A reportagem (“Mantenha a cidade limpa”), publicada nesse domingo (24) por Século Diário, traz uma contribuição importante para ampliar o debate em torno do problema das pessoas em situação de rua que perambulam nos municípios da Grande Vitória, muitas delas usuárias de drogas lícitas e/ou ilícitas. Esse segmento da população, que passou a ser um estorvo para a sociedade, é alvo de políticas públicas polêmicas, como a proposta de internação compulsória e abordagens militarizadas.
O aumento significativo dos usuários de crack, que se mesclam à população de rua tradicional, que sempre existiu, é bom que se diga, deu ao problema contornos dramáticos. Pressionados pela opinião pública e imprensa, governantes de grandes centros urbanos, como São Paulo e Rio de Janeiro, por exemplo – que convivem com o problema há no mínimo duas décadas -, passaram a adotar medidas mais enérgicas para “limpar” as cidades dessa chaga social que insiste em supurar.
Pressionado, a preocupação do poder público é dar uma resposta imediata à sociedade. O mesmo poder público que ignorou durante anos a existência desses excluídos – pedintes, alcoólatras, prostitutas, meninos de rua e outras criações da miséria humana e social -, agora precisa “reconquistar” o espaço público para devolvê-lo ao chamado “cidadão de bem”, aquele que paga imposto e é peça-chave da ciranda do consumo capitalista.
A solução imediata adotada por outros estados e que está servindo de matriz para o Espírito Santo é a “faxina social”, que recebe o nome de internação compulsória. Agora o poder público, sempre ausente, quer fazer crer que está preocupado com essa população e pretende salvá-los do crack – o mal do século.
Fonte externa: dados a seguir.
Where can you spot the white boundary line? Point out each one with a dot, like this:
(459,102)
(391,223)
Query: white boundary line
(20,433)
A fragilidade desse discurso pode ser convincente para parte da sociedade civil que também quer acreditar que não está apoiando a “faxina social”, mas sim tentando salvar as vidas desses “infelizes” condenados por esse vício maldito.
O discurso só não engana pessoas como Rosangela Nascimento, que conhece literalmente o outro lado. A hoje coordenadora do Movimento Nacional de População em Situação de Rua no Espírito Santo (MNPR/ES) experimentou a escala completa das drogas: álcool, cocaína e finalmente o crack. Rosangela viveu nas ruas e conheceu de perto a tratamento “oferecido” à população de rua pelo poder público que, segundo ela, não mudou.
“Estão exigindo que o prefeito [se referindo ao prefeito de Vitória] retire [as pessoas da rua]. Só que essas pessoas têm que ser acolhidas, porque o que tem que ser retirado é o lixo. Nós somos uma parcela que está vivendo uma situação de extrema vulnerabilidade. Mas se o prefeito não admite, não aceita, é omissão do município, do Estado”, protesta.
Rosangela, que frequentou o umbral das ruas por anos, enfia o dedo na ferida. Ela diz que não existe política de saúde, trabalho, habitação, lazer para os moradores de rua. “Tem que ter um olhar diferenciado porque o que está acontecendo é isso mesmo, higienização”, denuncia.
É prudente que as autoridades públicas e a sociedade reflitam com atenção o que disse Rosangela. Em outras palavras, ele pede que a sociedade tenha um “olhar diferenciado” para não promover uma covarde “higienização social” e nada mais.